With More Marketing Data Sources in 2023, Watch Out for These 3 Pitfalls

By Bobby Atefi

More data means more insights. At least, that seems to be the presumption behind a recent Salesforce survey of 6,000 marketers about 2023. The research finds that brands are looking to greatly diversify their data sources, from identity data to transactional records. From 10 sources on average in 2021 to 15 in 2022, they anticipate increasing to 18 sources this year.

Upping data diversity is a wise move, especially considering data deprecation from Apple policy changes, GDPR and more. But more data also means more complexity and noise to contend with. More data means brands have more work to do, like determining what to do when data conflicts, and how to roll more types of records into a single customer profile. All of that can lead to confusion and misalignment.

When working with multiple sources of data, here are three key challenges that marketers will need to consider:

  • Same person, different data. More than a quarter of Americans have over four email addresses. Meanwhile, the average U.S. household has 22 connected devices. That's a lot of signals per person. With different sources for the data and potentially different platforms handling all of them, brands will need a system in place to deduplicate and reconcile across the records.

    For a simple example, a customer could sign up to a brand's loyalty program with the email jdoe@xyz.com but subscribes to a newsletter with janed@abc.com. The company needs to recognize that those two email addresses and all the data that's appended to them both tie back to one individual. If not, they may be subject to problems like missteps in customer journey management and wasted spending when it comes to frequency capping.

  • More data to corral. Pulling data from more outlets also takes extensive data cleanup and standardization for accurate connections and comparisons. This sounds like a minor detail, but it's mission-critical for building a single record from multiple sources that may notate information like timestamps and location differently.

    For many companies, using more types of data will also mean higher data volume – which means more work filtering out bad data, from dummy addresses like "test@test.com" to IP addresses loaded in unusable formats. Companies must establish processes and automation to handle that prep work (technically called data wrangling) so that more data yields sharper understanding – not more confusion.

  • Overconnected Identifiers. Starbucks gets an average of 500 customers per store per day in the U.S. Customers enter common locations constantly – and often share the same Wi-Fi when they do. Friends and relatives regularly share login credentials across households, and share devices within a household.

    To be sure, multiple data sources can strengthen data models by providing more reference points to work from. But many data points can also have a "hall of mirrors" effect – making already muddy connections even more opaque. Without the right approach, it's possible to mistakenly assume that all activity on the devices that logged in at that location are a single household—a presumption that can lead to interpreting data signals incorrectly.

    Over-connectedness is just one example of data issues that require an inquisitive approach, by asking questions like "how many devices are in a typical household?" or "how long and how often are devices typically logged into that location?" Thus, companies will be much more effective at using data.

When it comes to data sources, more information can mean more power, but potentially also more confusion, errors, and missed opportunities. One takeaway from all this is that identity resolution, which can provide a single, accurate view of the user across the many available data sets and records, is only becoming more critical as the data landscape evolves.

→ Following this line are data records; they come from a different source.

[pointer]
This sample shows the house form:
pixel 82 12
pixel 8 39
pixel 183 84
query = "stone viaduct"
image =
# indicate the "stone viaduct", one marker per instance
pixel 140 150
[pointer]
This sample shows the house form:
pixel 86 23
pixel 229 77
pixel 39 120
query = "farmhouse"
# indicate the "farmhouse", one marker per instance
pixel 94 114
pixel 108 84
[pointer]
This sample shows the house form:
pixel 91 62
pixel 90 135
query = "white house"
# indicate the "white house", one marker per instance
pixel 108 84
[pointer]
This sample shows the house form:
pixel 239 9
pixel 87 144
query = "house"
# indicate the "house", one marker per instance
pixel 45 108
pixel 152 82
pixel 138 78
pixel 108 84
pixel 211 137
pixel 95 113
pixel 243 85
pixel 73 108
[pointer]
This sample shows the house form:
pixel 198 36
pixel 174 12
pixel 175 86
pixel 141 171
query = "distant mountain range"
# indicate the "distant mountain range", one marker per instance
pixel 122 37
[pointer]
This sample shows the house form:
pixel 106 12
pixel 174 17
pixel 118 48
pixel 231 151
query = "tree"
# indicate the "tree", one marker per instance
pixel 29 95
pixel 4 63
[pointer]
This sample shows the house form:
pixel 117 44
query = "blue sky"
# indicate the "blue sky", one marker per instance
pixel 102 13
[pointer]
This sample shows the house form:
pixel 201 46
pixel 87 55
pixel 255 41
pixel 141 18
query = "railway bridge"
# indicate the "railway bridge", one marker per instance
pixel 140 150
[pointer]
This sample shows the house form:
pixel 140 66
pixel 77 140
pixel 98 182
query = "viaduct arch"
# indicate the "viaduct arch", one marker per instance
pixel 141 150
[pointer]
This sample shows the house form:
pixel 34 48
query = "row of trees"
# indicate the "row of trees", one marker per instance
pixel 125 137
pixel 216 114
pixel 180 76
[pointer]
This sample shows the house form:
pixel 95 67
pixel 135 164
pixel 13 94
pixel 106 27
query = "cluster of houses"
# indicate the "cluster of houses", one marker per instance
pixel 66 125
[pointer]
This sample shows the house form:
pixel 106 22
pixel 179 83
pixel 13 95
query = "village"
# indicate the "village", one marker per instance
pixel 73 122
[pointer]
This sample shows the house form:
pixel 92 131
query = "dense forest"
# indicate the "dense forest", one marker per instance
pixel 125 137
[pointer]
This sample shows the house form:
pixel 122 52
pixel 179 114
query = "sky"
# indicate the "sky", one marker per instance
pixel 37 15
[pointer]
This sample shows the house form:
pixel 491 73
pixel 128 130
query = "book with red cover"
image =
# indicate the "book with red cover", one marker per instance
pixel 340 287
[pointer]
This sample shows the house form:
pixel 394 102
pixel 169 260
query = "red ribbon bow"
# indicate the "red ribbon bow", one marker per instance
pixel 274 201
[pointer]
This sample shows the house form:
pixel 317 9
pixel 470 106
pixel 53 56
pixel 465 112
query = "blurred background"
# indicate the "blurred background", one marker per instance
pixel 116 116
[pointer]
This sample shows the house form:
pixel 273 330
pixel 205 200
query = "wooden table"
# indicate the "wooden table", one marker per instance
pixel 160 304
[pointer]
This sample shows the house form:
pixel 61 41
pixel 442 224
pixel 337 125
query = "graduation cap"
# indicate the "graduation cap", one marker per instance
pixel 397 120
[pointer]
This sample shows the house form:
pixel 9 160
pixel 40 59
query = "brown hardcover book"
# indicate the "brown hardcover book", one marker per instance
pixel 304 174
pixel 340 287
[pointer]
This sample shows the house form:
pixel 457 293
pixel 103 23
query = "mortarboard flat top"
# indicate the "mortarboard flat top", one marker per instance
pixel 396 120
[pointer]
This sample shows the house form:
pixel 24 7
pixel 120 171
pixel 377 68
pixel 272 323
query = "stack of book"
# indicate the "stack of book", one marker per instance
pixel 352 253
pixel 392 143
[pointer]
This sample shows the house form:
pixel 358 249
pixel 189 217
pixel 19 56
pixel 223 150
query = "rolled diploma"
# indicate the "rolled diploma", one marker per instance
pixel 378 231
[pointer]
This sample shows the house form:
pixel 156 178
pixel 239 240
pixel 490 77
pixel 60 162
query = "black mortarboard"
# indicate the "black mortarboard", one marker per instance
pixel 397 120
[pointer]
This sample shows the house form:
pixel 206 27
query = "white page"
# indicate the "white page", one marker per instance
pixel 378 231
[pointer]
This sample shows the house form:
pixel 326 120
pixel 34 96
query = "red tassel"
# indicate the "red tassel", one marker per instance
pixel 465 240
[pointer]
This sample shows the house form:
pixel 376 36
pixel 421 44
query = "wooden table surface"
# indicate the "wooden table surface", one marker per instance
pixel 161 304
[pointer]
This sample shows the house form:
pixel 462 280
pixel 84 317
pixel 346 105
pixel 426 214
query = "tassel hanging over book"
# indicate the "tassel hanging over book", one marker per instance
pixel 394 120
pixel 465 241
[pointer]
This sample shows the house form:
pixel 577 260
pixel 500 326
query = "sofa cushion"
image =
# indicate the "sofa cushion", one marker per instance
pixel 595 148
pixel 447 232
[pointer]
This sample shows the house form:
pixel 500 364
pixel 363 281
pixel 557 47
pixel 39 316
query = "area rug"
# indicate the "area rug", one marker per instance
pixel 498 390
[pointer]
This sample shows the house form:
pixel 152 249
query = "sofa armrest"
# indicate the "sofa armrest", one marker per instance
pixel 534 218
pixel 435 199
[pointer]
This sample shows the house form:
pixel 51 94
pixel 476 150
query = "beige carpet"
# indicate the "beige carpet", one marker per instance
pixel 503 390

Identity resolution has several layers, and companies are well served to take them all into account. While a CDP or cloud partner can help resolve two different data sets that share a similar "match key" like a first party cookie or email address, companies will be left with gaps and a lack of scale.

To get a richer picture of their audience and to have what they need for targeting at scale, they also need to resolve disparate data sets that don't have a match key. This requires access to an identity graph among other things. Luckily, as identity becomes a bigger part of the advertising landscape, more partners are building these capabilities and are becoming aware of the need for more robust identity resolution. Companies need to seek out partners that understand the scope of the work that needs to be done to manage data effectively and accurately.

The data explosion is coming right at a time where companies are interested in harnessing the power of data. While "more is more" isn't the answer, brands will still need to deal with huge amounts of data in near real-time to get identity to work at scale. Being able to manage lots of data safely, have trusted partners, and a way to resolve data accurately are foundational elements of success.

The views and opinions expressed are solely those of the contributor and do not necessarily reflect the official position of the ANA or imply endorsement from the ANA.

Bobby Atefi is chief data scientist of MediaWallah.